A Florida campus of for-profit ITT Technical Institute often used deceptive practices to enroll and keep students and coerced students into racking up huge debt, according to a newly unsealed whistleblower lawsuit.

The lawsuit, filed in United States District Court, alleges ITT Tallahassee pressured students into taking out huge student loans by misrepresenting programs, lying about graduation and placement rates, all part of a larger scheme to defraud the federal government out of financial aid payments.

The lawsuit states the whistleblower, Rodney Lipscomb, a former dean of academic affairs at ITT's Tallahassee campus, was fired after raising concerns about the school's practices. The lawsuit was unsealed this week after the Department of Justice declined to join the complaint.

The former employee claims, among other things, that ITT purposefully recruited students who were not qualified to attend the school – including one specific incident where a student who could barely write a coherent sentence was enrolled – in order to secure more federal financial aid dollars. It cites another example of enrolling a blind student in a computer repair program.

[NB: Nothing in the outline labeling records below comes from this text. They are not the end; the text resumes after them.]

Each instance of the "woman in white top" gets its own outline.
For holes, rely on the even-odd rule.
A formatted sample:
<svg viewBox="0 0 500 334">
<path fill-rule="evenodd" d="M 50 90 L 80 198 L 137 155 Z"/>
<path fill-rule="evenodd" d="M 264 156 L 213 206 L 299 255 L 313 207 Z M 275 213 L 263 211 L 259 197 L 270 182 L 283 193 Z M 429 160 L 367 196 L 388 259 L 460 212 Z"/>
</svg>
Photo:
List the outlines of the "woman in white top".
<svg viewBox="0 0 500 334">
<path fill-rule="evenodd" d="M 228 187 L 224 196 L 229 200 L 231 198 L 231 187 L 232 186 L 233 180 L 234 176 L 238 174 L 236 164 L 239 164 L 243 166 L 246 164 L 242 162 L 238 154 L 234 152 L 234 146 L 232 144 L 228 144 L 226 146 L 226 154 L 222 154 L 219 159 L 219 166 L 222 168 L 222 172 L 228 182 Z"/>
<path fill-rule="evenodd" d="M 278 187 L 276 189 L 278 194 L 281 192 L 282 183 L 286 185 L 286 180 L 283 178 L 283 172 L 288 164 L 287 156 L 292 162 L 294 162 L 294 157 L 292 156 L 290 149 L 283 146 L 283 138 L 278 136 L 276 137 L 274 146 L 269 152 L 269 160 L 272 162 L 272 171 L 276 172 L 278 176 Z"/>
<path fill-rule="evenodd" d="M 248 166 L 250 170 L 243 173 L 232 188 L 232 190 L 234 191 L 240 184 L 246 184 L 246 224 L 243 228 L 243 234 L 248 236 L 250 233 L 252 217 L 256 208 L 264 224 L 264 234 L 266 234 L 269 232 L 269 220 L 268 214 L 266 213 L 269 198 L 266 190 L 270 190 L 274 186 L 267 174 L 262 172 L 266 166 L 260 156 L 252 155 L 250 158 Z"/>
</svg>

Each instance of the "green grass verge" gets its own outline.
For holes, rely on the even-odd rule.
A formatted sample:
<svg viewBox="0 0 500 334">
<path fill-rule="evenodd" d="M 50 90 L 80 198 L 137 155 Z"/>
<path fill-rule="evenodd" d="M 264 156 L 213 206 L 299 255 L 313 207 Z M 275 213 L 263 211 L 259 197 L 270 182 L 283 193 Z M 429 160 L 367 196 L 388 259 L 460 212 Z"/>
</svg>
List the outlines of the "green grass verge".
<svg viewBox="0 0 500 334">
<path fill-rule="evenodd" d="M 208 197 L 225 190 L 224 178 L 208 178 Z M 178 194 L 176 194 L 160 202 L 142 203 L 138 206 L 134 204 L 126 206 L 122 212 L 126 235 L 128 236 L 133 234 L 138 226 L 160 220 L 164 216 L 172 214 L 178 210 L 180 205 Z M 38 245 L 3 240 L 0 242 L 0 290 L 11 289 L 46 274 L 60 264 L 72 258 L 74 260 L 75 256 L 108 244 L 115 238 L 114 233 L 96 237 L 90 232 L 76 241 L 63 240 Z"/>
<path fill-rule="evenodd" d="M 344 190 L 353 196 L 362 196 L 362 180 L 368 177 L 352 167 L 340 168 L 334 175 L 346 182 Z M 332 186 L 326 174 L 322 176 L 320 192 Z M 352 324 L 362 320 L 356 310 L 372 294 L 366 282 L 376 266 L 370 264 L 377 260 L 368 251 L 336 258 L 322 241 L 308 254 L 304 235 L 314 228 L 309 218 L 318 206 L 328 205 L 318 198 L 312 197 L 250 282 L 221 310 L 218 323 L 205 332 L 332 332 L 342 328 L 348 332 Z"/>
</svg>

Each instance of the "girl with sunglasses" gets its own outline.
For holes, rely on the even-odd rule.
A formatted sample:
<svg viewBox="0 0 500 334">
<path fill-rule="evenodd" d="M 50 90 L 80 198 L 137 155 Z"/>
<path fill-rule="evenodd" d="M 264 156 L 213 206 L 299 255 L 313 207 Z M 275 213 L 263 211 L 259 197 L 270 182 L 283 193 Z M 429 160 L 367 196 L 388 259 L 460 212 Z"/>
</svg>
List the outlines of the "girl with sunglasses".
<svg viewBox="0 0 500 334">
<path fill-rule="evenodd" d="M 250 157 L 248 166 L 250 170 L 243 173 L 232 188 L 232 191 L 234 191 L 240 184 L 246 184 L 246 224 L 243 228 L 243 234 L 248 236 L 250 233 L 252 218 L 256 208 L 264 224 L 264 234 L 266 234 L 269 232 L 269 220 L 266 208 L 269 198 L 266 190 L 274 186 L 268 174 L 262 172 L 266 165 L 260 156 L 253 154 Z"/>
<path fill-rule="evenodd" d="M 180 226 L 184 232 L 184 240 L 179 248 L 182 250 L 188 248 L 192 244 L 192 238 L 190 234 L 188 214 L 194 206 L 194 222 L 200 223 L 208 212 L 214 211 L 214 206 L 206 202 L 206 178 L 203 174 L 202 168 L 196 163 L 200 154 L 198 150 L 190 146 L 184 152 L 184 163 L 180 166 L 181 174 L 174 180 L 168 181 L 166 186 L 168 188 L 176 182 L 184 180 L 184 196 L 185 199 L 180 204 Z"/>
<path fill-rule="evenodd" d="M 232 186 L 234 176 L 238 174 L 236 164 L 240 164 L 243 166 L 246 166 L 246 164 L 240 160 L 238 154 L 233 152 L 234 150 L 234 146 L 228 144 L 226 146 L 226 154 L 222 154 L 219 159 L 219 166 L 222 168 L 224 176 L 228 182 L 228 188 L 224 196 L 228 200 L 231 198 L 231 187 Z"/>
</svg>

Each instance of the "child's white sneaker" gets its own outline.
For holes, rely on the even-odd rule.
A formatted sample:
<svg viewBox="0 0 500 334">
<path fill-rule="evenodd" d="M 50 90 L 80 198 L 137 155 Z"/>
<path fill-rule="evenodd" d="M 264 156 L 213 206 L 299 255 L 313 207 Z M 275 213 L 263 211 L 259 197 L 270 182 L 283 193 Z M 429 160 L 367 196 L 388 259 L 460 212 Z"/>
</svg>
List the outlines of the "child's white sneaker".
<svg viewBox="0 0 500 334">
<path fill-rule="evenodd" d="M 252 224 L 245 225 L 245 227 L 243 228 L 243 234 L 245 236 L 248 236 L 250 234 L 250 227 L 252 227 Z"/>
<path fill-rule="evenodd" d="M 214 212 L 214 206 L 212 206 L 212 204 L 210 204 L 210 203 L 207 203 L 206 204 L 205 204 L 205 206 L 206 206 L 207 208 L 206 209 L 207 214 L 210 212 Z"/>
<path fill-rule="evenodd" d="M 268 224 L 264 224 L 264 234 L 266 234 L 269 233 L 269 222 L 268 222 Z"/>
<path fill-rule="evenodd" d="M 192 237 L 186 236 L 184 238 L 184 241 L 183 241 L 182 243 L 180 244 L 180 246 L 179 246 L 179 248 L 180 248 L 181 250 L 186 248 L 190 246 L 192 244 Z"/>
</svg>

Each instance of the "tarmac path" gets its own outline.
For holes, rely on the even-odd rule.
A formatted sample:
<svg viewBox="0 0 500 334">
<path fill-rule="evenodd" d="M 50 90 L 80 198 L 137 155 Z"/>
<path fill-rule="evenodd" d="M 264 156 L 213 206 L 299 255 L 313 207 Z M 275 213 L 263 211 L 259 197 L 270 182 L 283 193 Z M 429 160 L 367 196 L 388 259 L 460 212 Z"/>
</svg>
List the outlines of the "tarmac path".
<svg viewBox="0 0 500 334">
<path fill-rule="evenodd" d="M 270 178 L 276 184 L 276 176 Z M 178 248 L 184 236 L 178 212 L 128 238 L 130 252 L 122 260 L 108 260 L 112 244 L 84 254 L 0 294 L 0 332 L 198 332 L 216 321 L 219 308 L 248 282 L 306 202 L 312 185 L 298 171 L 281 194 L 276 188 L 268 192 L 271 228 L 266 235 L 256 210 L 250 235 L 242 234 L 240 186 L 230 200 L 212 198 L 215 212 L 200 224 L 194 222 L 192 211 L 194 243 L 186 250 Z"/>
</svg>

ITT Tech recruiters also were allegedly encouraged by the director of recruitment, the college director and other officials to “probe” potential students about “what causes pain in their lives” and to “dig in” to that pain to get them to enroll. The lawsuit further claims ITT unlawfully pays sales commissions to recruiters and provides false information to students about their financial obligations, the transferability of ITT credits to other schools, and about their employment opportunities after graduation.

Lipscomb alleges that when he and another employee found out what recruiters had promised criminal justice students, including that they could get forensic jobs similar to those portrayed on the TV show, CSI: Miami, they went to classrooms to inform students about the false information. At that point, many students "became upset…and dropped out."The Tallahassee campus subsequently shut down the criminal justice program. The director of recruiting told his staff that prospective students interested in criminal justice "should be steered to the business management program and told that they will be able to open their own private investigation business, even though that is not what the Business Management program is designed to train students to do."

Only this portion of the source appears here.